FBM KLCI: 1,778.88 (2014 Year-end Target: 1,900 points)
RECAP OF OUR STATED VIEWS
In our Strategy note dated 8 January 2014,we offered the following views with regard to equity market direction this year, its downside range as well as potential event risks (which we deemed as not imminent) that may jeopardize our rather sanguine outlook:
“The FBM KLCI shall continue on its upward trajectory on favourable macro conditions. The FBM KLCI is expected to remain in the upper half of its secular upward trajectory during the next 12 months, supported by expectations of (i) gentler yet still robust domestic growth momentum, and (ii) brightening external economic conditions.

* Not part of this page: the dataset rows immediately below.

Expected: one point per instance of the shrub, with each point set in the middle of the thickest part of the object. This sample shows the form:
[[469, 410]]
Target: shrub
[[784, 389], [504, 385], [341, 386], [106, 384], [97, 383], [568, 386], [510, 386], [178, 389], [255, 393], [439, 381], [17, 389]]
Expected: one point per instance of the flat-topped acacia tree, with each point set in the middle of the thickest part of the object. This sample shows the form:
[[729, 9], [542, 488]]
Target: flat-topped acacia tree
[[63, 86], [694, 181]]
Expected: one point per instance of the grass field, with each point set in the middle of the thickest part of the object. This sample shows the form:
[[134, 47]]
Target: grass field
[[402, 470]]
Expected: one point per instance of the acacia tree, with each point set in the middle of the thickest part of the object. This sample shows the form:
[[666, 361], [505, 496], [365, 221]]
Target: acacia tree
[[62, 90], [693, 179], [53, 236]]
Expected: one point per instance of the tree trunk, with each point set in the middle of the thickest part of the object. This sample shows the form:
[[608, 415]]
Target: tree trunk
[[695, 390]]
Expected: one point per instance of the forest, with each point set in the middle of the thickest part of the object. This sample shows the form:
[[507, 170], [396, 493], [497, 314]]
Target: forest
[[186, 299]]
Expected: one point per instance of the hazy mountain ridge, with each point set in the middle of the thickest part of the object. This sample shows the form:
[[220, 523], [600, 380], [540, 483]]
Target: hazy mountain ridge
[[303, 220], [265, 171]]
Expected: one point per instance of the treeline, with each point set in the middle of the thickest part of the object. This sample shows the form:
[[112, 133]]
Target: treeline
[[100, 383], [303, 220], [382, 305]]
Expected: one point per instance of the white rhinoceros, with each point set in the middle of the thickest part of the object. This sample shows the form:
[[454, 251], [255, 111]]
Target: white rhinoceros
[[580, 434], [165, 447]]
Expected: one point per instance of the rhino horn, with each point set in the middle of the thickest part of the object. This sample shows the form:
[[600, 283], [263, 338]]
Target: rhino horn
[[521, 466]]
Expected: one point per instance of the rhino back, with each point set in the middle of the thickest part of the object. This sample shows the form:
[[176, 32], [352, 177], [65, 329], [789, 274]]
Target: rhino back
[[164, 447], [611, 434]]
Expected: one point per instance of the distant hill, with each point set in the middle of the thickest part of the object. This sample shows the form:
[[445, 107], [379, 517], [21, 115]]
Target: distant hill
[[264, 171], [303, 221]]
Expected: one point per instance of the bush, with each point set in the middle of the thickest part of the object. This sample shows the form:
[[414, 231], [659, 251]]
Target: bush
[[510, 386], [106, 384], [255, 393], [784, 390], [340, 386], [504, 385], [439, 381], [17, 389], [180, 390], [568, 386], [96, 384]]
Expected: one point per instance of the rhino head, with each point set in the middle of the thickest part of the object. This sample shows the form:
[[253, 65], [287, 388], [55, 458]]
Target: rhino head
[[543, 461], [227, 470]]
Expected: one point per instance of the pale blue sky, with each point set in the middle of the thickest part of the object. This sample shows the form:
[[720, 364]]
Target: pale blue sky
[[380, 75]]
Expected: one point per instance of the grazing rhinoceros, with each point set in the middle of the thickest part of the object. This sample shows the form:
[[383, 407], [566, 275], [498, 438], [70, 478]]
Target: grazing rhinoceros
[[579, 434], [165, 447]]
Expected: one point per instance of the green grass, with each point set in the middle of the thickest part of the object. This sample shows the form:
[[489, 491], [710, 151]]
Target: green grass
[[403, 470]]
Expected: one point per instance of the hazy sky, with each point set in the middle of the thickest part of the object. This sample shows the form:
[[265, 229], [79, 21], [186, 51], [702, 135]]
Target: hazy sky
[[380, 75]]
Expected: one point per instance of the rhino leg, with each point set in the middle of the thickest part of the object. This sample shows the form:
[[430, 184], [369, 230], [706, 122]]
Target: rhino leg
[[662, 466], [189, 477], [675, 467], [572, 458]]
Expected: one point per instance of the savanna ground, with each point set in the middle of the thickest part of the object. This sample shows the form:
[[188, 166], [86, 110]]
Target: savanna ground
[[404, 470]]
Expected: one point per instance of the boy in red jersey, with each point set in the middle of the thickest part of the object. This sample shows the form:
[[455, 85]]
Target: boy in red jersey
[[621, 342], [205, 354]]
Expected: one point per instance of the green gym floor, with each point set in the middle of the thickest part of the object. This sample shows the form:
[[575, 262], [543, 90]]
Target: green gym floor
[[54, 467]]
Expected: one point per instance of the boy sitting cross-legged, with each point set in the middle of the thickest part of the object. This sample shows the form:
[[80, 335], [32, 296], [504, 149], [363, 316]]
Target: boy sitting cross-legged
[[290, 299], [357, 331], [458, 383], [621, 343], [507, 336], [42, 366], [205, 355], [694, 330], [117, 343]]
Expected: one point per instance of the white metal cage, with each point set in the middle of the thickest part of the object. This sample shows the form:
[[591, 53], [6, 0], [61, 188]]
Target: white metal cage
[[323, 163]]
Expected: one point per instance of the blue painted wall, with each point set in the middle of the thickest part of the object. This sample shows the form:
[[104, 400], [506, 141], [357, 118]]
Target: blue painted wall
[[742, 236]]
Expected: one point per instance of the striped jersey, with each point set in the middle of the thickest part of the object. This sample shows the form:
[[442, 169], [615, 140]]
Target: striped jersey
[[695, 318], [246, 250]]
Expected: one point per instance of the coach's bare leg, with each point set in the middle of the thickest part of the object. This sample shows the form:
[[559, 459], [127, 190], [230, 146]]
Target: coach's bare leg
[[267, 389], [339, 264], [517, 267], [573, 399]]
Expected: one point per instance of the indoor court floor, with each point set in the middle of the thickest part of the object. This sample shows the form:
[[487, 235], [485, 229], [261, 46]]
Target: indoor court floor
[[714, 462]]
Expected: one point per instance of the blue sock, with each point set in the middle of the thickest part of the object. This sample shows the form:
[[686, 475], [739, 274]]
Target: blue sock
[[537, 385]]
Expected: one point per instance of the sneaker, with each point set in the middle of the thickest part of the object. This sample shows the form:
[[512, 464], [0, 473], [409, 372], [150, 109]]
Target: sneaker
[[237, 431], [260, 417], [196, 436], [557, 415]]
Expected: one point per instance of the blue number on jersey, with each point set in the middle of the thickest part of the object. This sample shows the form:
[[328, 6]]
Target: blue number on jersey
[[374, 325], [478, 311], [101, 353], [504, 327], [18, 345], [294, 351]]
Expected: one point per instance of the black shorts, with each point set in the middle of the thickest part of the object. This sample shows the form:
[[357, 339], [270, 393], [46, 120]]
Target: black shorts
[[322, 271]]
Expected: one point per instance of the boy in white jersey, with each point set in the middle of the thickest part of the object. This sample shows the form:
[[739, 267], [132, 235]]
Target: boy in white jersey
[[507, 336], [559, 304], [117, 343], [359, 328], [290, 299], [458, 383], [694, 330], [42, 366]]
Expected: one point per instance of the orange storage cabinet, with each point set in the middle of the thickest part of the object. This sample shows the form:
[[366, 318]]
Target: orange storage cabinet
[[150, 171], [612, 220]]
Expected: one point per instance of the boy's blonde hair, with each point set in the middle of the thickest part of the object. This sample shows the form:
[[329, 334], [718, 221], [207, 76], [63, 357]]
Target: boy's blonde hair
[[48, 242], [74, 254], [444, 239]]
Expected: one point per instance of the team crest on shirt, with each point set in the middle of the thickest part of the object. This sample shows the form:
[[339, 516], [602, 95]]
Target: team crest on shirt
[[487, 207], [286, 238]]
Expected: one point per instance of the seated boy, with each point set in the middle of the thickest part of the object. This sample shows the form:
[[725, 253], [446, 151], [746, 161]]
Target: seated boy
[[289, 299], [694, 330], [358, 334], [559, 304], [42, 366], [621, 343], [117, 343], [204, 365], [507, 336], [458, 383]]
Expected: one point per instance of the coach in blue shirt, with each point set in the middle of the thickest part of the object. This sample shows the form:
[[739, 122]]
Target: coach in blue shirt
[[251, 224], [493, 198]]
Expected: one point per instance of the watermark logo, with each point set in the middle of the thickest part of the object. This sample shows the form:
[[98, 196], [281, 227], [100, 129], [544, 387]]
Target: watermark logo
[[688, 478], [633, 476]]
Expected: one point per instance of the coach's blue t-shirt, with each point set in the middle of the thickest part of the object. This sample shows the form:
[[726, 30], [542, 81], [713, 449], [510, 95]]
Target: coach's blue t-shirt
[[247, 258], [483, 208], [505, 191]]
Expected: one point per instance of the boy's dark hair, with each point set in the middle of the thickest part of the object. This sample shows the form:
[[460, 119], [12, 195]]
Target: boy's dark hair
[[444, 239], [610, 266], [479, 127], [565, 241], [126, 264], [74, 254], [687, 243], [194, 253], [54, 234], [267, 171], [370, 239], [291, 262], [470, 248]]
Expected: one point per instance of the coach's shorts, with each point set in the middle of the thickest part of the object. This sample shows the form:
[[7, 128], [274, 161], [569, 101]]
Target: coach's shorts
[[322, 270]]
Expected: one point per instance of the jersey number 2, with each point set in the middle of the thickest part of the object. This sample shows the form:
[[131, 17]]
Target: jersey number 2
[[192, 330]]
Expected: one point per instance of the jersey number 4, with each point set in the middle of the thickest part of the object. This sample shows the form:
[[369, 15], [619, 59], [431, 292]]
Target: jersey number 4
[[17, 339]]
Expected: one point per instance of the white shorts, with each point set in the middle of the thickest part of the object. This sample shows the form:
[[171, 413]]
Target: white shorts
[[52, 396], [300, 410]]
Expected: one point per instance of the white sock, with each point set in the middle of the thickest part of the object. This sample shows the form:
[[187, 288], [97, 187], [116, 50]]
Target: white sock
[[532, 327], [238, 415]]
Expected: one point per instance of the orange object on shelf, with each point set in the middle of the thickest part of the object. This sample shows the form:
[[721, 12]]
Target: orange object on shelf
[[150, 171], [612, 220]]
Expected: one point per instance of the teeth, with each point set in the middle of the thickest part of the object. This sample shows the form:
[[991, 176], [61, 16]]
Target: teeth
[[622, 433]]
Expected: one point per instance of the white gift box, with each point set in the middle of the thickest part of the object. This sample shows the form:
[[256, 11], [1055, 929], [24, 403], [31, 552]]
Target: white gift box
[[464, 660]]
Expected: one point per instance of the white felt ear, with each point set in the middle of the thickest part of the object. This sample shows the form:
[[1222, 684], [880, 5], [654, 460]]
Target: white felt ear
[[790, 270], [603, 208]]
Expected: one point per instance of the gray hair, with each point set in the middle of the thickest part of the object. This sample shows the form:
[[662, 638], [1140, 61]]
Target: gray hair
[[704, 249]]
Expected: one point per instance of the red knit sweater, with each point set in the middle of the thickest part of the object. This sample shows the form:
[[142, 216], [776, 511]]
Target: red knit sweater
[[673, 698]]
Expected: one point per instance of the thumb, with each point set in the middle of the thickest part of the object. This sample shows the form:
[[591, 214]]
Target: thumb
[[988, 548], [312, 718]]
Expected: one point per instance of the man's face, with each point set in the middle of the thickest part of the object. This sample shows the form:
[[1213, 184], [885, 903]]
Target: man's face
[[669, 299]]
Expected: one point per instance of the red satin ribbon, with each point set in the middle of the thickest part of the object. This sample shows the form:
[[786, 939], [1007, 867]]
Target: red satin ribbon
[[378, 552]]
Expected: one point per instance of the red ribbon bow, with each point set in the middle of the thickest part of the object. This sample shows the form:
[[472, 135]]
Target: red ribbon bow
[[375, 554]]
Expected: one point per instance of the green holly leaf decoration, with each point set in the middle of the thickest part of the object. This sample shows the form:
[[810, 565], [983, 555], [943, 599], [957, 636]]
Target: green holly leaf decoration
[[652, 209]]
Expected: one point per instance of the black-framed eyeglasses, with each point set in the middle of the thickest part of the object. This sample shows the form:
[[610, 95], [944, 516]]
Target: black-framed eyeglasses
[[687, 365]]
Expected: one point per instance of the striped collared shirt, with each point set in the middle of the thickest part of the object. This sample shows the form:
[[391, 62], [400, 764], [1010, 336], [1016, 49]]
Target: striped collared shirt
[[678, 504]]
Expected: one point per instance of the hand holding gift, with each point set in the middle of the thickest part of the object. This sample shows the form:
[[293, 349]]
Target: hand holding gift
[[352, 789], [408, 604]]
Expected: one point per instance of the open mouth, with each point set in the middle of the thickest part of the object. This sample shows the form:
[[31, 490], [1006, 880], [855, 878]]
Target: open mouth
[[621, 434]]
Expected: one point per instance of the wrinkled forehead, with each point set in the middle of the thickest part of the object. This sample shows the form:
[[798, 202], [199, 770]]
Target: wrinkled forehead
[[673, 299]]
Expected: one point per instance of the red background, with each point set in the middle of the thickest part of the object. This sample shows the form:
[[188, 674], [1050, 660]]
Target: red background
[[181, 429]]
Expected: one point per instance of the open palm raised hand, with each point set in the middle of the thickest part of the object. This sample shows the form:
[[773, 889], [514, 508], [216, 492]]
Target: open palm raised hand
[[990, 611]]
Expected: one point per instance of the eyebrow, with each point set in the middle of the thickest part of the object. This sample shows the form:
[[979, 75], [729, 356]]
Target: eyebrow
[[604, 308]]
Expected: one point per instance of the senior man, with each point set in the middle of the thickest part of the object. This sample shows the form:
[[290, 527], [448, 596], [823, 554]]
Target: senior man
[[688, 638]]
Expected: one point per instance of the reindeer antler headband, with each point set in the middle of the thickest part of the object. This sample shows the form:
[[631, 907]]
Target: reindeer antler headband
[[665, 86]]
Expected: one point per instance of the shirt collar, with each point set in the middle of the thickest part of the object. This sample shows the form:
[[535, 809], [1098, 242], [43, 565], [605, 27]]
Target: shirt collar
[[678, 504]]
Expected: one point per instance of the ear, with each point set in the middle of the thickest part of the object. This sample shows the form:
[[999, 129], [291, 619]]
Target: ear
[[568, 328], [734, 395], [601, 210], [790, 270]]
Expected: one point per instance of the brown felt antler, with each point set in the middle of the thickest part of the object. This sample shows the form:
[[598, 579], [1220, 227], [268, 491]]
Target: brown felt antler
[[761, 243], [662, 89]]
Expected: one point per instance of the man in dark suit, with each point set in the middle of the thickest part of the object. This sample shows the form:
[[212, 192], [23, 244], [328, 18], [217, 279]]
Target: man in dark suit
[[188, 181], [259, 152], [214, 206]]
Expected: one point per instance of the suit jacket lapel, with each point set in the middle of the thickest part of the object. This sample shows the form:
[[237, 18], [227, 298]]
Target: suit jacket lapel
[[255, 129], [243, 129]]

Potential downside would be limited to 1,750-1,700 points range. The largely favourable macro scenario shall limit the downside on the FBM KLCI to between 1,750-1,700 points range, beneath which resides the lower half of its secular trend channel. The lower half domain was last visited, albeit briefly, in 2H11 pursuant to the downgrade of US sovereign rating to AA+ by S&P as well as worsening sovereign debt situation in Europe.
…as major event risk is presently deemed as not imminent. Presently, we see no fundamental triggers for a revisit to the lower half of FBM KLCI secular trend channel. But then again, like in the past, the timing of the actual trigger can evade the scrutiny of the most seasoned market watchers. Furthermore, the list of the potential triggers can never be exhaustive, but some of the plausible suspects include (i) the breakdown of China’s shadow banking system (with attendant consequences on property prices and overall output growth), and (ii) massive currency (capital) flight particularly from countries suffering the twin (external and fiscal) deficits. However, at this juncture, we deem their probability of occurrence as low.”
REITERATE OUR STATED VIEWS
Events of last week not likely morph into major eventrisks.In spite of what had transpired during the past week, we opine that (i)the less than favourable China’s Flash Manufacturing PMI number does not signify that its economy is about to fall off the cliff (as our house view is that China would successfully avert an economic hard-landing this year), and (ii) the recent currency (capital) flight from countries suffering the twin (external and fiscal) deficits would not become out of control that it may result in a widespread contagion to other emerging market currencies.
Expect DJIA trend support to hold on favourable macro outlook. As for the DJIA, our trend analysis suggests a downside support at 15,000 points level with the market upward trend duly supported by US favourable macro trajectory.
Reiterate: Market lower bound remains at between 1,750-1,700 points range. We expect the FBM KLCI to remain in the upper half of its secular upward trajectory during the next 12 months (refer to Chart above). While we do not think the recent correction has played itself out just as yet, on the downside, we reiterate our view of the local benchmark support levels at between 1,750-1,700 points range.
Reiterate: Market upside may be capped by liquidity, earnings, monetary and valuation factors. While we do not expect a doomsday scenario to transpire this year, nor do we expect the FBM KLCI to repeat its rather stellar performance last year. We opine so on the premise that (i) the incessant albeit measured withdrawal of foreign liquidity (pursuant to the commencement of QE3 taper) to continue on in the months to come, (ii)relatively muted FBM KLCI earnings growth of circa 10% in 2014, (iii) expectation of a hike in the OPR, as well as (iv) Malaysia’s relatively weak albeit improving current account situation, may put a cap to the prevailing above-mean market valuation going forward.
NO CHANGE TO LIKELY PATH IN 2014
We reaffirm our FBM KLCI 2014 year-end target of 1,900 points. Hence, our rather modest FBM KLCI baseline 2014 year-end target of 1,900 points, with the upper and lower bounds at 1,980 points and 1,840 points respectively.